Even though January 1, 2004 felt very much like December 31, 2003 to me—even though none of my problems disappeared—none of my responsibilities changed—none of my efforts resolved any of the major issues confronting civilization—even though my reality remains the same, I recognize that somehow, in the 365 days, 5 hours, 48 minutes and 46 seconds—that period of time it took this planet to wind its way around the sun—I changed.

I’m different now than I was a year ago. I believe I have grown as one who relates—who cares more, who feels more deeply and shares those feelings more openly, who judges less negatively, who is more open to confession and forgiveness, who has a stronger sense of “ought” and “right action,” who sees one’s self as a small part of something bigger in a universe of other humans in which I am definitely not the center.

As I discard the old calendars, I believe I’m a better person today: as a husband, as a father and grandfather, as a learner and a worker, as a Christian—and, as a soldier of the Army. I believe I can see the big picture more clearly while focusing more on crucial human principles like love and justice rather than on narrow rules of conduct.

As you have no doubt gathered, I have a rather positive sense of self. What’s the option? Is it better to engage in continual expectation of failure—of diminishing quality in relationships—of lower ethical standards? I think not.
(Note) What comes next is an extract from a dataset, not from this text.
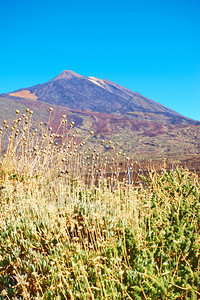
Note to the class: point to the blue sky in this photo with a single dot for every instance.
(151, 47)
You see, as I believe the positive about myself, the pain of disappointment reverberates more severely from my conscience as I find myself behaving poorly. This challenges me in the moment—in the now, and I’m faced with choice. My belief system, in harmony with my assessment of my behavior, confronts me with the question: “Am I what I ought to be?”

As the Earth moves through its annual rotation people seem almost compelled to wish for others’ happiness. “Happy New Year,” they say to those around them, the strangers on the street and shopkeepers behind their counters. “Happy New Year”—seems inexpressible without a smile. The only thing re-quired is someone to listen.

So what is it that drags hundreds of thousands of revelers together to celebrate a very brief passing moment and incorrectly sing a strange, Scottish song, the meaning of which escapes them. Bobby Burns would like to take some credit for it—and, probably, he did insert some lines, or maybe even write a stanza or two. I’m sure he should be credited with the line about “drinking a cup of kindness yet.” The melody and much of the lyric, however, had been around at least a century earlier.

Maybe, some in these gatherings celebrate the joy of having lived another year. Maybe take courage from each other in the face of what they perceive as the threat of something new and unknown. Maybe, they just need some kind of an excuse to feel part of something. One thing certain, they’ll all sing “Auld Lang Syne.”

There is something haunting in the melody and connecting in the lyric as millions of people sing a song they really don’t know. Many see it as a drinking song. Actually, it’s a “leaving” song—a saying “farewell” song—a “dismissory” to use an auld English word.

Nevertheless, our culture dictates that it is some kind of a benchmark. But what kind?

For many, it seems to be a period of making casual evaluations of past negative behaviors and promising one’s self not to engage in those behaviors ever again. I’d be happier if the promise concerned only tomorrow instead of the whole year.

I think we go through an identity crisis every time we’re faced with some kind of vulnerability to some kind of social or psychological challenge. These are the times when we start questioning ourselves—when we have the potential to unload on ourselves a basket full of negative self-talk—when we feel we have met a responsibility poorly.

Everybody is disappointed in the face of failure. It’s what comes next that truly matters.